This soup is very common among Chinese, regardless whether you are an American Born Chinese or a Chinese from Hong Kong, Taiwan, China, Singapore, Malaysia, Australia or Canada. In Hong Kong, this soup also known as Lo Sung Tang (罗宋汤).
Don’t know why this soup is known as ABC Soup, I asked among my friends and researched online, but seems like no one aware of the history. There are many answers and some are rather weird but I identify a few most common answers as follows;
- The soup contains vitamin A, B & C.
- The soup have common ingredients Carrot, Potatoes and Onion.
- The soup is as easy as ABC to prepare
During my first year posting in France, I have this soup on my menu every week and sometime even twice in a week. It is easy to prepare and I can cook a pot which I can have it for 2 days, reheat on second day, for 2 persons. My house mate quite like this soup and he don’t mind having it even everyday. I love this soup also because it is very healthy soup, there is no need of any seasoning, the taste is naturally from the ingredients. The ingredients also easy available everywhere. This soup also very easily to configure thus producing different results. This soup normally serve as main course soup together with steam rice. You can have more potatoes to replace steam rice. During winter, I will add more pepper corn to increase the spicy and you can feel the soup heat your body up. If you decide not to use pork rib, but using pork or chicken breast, then you need to have some chicken bones or pork bones to simmer in the soup, I realise this is an important ingredient that contribute to the taste of the soup.
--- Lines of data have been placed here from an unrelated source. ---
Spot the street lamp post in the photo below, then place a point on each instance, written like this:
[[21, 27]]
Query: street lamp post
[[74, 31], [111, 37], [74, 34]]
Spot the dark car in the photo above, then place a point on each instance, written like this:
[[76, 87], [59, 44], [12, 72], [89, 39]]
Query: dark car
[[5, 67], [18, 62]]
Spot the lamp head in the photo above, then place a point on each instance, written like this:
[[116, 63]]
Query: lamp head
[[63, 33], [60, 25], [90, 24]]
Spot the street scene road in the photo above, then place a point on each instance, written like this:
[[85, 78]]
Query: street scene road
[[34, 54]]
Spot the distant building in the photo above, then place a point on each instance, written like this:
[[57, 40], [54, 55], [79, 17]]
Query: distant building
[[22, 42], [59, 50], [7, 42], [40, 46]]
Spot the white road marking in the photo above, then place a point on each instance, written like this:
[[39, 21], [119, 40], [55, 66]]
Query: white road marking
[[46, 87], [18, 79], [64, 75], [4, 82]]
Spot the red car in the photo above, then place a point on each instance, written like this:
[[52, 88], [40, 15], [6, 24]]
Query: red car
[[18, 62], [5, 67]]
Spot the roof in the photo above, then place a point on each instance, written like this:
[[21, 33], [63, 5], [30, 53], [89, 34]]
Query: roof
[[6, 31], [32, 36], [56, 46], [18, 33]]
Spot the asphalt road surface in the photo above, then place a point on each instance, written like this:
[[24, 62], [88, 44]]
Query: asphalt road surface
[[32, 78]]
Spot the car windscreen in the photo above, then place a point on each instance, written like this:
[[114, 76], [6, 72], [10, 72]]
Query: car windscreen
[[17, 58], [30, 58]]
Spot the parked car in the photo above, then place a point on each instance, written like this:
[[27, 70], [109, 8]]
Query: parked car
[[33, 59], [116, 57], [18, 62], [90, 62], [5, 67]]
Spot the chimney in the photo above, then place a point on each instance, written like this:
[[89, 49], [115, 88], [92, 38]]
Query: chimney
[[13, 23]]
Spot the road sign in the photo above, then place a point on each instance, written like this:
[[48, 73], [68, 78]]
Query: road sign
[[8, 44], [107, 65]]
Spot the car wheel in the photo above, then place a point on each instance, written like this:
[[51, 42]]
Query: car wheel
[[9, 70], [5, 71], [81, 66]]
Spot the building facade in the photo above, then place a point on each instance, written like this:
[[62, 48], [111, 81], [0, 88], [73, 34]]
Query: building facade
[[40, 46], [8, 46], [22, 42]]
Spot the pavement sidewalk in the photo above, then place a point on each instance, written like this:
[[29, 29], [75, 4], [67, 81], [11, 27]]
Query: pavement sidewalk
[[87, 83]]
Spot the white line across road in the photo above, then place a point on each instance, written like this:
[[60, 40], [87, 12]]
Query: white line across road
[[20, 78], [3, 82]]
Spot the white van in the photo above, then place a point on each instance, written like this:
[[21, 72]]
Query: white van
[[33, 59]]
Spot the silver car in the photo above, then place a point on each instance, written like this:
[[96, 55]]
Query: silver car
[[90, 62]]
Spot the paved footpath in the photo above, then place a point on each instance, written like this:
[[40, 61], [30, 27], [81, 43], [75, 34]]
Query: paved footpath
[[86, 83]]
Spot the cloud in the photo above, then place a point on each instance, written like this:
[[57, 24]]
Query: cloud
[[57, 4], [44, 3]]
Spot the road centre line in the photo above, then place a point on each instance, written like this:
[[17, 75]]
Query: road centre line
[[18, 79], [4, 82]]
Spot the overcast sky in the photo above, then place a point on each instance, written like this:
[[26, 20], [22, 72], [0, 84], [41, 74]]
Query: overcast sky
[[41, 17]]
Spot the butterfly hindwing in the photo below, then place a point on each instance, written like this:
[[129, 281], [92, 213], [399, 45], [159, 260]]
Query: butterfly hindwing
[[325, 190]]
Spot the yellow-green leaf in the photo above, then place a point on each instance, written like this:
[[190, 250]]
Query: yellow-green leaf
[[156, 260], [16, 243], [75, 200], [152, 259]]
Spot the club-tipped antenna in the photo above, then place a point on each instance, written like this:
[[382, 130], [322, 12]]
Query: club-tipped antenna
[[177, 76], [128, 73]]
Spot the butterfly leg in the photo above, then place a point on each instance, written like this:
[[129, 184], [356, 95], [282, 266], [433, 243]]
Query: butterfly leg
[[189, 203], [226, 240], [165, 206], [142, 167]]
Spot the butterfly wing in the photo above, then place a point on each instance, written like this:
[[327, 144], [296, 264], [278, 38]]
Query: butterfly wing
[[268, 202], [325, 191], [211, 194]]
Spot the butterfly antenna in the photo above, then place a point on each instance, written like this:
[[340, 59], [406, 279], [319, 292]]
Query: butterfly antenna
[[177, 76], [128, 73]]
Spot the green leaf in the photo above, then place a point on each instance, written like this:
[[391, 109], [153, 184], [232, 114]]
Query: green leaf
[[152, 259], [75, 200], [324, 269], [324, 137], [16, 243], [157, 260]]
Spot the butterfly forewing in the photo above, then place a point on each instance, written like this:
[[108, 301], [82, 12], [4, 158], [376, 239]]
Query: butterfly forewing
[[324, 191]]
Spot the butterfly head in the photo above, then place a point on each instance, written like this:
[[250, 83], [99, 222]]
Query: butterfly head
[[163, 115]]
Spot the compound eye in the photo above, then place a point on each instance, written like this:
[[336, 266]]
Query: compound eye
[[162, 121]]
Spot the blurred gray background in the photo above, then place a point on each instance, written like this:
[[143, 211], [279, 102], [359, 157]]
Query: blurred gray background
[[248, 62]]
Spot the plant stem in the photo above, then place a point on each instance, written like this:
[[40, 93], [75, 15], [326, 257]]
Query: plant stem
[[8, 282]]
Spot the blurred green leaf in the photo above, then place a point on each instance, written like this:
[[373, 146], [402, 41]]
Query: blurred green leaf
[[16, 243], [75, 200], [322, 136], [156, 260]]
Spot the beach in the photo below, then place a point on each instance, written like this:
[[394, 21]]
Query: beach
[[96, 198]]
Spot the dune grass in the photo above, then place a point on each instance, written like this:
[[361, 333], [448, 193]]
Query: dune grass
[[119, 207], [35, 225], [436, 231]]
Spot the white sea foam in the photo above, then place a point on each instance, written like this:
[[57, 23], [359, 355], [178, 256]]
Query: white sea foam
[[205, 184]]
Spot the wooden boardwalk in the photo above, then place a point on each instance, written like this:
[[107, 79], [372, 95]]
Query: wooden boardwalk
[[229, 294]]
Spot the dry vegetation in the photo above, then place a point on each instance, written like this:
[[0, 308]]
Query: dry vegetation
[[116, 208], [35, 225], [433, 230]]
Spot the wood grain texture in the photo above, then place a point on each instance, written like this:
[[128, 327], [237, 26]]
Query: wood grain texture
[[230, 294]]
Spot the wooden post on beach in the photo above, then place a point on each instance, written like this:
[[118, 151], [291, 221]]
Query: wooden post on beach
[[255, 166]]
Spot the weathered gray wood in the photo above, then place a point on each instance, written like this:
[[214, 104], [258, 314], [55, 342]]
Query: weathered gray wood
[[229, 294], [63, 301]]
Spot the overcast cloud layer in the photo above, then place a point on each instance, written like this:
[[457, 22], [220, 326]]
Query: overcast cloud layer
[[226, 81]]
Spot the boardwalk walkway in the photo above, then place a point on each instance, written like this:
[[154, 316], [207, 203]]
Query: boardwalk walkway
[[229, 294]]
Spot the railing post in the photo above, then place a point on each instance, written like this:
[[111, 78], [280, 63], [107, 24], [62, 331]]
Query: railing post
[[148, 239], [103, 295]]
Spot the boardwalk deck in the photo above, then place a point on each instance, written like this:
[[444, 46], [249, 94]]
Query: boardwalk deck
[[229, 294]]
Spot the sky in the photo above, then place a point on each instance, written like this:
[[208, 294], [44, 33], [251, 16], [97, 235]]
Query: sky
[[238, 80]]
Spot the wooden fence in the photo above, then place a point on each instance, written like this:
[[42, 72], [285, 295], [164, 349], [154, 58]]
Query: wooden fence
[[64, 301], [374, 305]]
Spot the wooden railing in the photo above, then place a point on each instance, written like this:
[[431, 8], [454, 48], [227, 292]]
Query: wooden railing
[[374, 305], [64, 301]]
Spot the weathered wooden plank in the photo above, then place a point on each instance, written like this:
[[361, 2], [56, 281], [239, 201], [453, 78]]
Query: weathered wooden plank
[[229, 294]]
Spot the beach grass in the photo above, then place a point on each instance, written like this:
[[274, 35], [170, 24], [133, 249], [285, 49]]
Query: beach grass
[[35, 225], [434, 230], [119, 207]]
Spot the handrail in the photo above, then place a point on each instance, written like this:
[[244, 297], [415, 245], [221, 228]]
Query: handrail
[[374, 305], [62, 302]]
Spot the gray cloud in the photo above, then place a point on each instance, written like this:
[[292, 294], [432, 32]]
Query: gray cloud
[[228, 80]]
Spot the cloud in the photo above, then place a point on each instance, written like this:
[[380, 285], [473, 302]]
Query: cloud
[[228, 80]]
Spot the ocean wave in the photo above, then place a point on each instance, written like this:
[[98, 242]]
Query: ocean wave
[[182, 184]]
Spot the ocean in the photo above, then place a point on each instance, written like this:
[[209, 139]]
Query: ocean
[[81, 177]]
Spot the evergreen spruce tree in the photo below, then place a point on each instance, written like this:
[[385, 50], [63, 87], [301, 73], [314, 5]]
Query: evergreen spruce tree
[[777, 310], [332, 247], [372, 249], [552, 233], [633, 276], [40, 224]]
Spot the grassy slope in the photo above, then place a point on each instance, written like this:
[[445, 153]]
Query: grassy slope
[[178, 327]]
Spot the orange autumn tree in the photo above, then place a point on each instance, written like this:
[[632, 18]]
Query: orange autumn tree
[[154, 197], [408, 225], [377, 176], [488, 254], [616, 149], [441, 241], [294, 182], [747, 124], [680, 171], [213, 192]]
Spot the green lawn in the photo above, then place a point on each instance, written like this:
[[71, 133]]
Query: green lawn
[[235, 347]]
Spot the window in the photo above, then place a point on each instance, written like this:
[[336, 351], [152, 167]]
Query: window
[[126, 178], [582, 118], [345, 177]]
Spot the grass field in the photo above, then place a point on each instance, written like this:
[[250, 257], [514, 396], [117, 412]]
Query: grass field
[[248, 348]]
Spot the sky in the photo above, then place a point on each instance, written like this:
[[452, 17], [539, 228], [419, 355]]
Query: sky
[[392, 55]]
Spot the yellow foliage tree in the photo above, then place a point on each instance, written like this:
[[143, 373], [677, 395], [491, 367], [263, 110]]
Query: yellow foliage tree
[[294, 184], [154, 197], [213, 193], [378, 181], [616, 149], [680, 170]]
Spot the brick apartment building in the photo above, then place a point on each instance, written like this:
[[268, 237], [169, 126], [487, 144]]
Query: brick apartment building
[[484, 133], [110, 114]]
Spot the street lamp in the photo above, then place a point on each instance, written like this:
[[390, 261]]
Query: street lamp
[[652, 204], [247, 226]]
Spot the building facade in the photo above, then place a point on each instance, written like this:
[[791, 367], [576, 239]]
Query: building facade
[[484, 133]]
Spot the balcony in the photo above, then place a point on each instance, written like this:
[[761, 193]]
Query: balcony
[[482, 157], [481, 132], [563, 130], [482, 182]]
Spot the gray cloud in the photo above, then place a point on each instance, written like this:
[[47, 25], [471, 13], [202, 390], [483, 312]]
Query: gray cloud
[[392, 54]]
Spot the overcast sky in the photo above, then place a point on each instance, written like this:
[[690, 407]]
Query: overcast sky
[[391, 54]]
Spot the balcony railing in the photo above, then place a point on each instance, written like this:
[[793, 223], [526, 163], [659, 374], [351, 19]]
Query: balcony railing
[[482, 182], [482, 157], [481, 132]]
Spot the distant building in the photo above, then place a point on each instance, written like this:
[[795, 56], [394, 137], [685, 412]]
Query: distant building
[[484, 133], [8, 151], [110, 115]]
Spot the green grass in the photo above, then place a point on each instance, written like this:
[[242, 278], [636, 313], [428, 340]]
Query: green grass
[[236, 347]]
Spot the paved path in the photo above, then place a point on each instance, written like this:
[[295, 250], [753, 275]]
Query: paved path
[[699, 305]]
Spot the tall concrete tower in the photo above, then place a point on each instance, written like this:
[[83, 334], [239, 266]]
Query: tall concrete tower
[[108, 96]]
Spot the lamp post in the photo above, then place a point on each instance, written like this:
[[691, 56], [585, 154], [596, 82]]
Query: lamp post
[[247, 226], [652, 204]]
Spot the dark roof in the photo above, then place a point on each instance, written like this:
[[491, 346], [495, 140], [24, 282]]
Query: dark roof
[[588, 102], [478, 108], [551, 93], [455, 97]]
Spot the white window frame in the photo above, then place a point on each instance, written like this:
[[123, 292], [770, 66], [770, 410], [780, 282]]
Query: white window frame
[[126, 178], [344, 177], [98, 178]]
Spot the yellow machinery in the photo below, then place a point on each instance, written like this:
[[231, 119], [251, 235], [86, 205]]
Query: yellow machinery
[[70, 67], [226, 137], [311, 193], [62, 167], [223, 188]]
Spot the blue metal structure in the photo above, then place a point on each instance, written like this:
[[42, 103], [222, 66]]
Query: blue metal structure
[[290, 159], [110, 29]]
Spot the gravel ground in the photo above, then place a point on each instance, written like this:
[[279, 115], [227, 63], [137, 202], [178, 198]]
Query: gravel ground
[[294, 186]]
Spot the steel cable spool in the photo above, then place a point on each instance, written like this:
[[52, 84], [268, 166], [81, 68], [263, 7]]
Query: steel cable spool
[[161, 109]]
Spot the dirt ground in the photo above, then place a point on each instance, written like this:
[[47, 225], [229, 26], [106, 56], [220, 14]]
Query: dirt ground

I also come across friends making this soup vegetarian way, no pork rib or chicken bone. It has a different taste but still quite nice to me.
Ingredient (Serves 6)
- 3 litres water
- 1/2 kg pork rib, or chicken breast, cut into chunk together with chicken bone
- 2 carrots, peeled and cut into rough chunks
- 2 potato, peeled and cut to chunks
- 2 tomatoes, quartered
- 1 large onion, quartered
- 1 sweet corn, cut to chunks
- 1/2 of a whole garlic bulb
- some whole white peppercorn (depending the level of spicy you wanted the soup to be)
- Cut the spare ribs with bite size pieces. Boil to remove the blood & then drain.
- Lightly slice an ‘X’ on the skin of the non-stem end of the tomatoes. Blanch the tomatoes in boiling water, remove then peel. Quartered tomatoes.
- Boil the water, add all the ingredients and simmer for 90 – 120 minutes.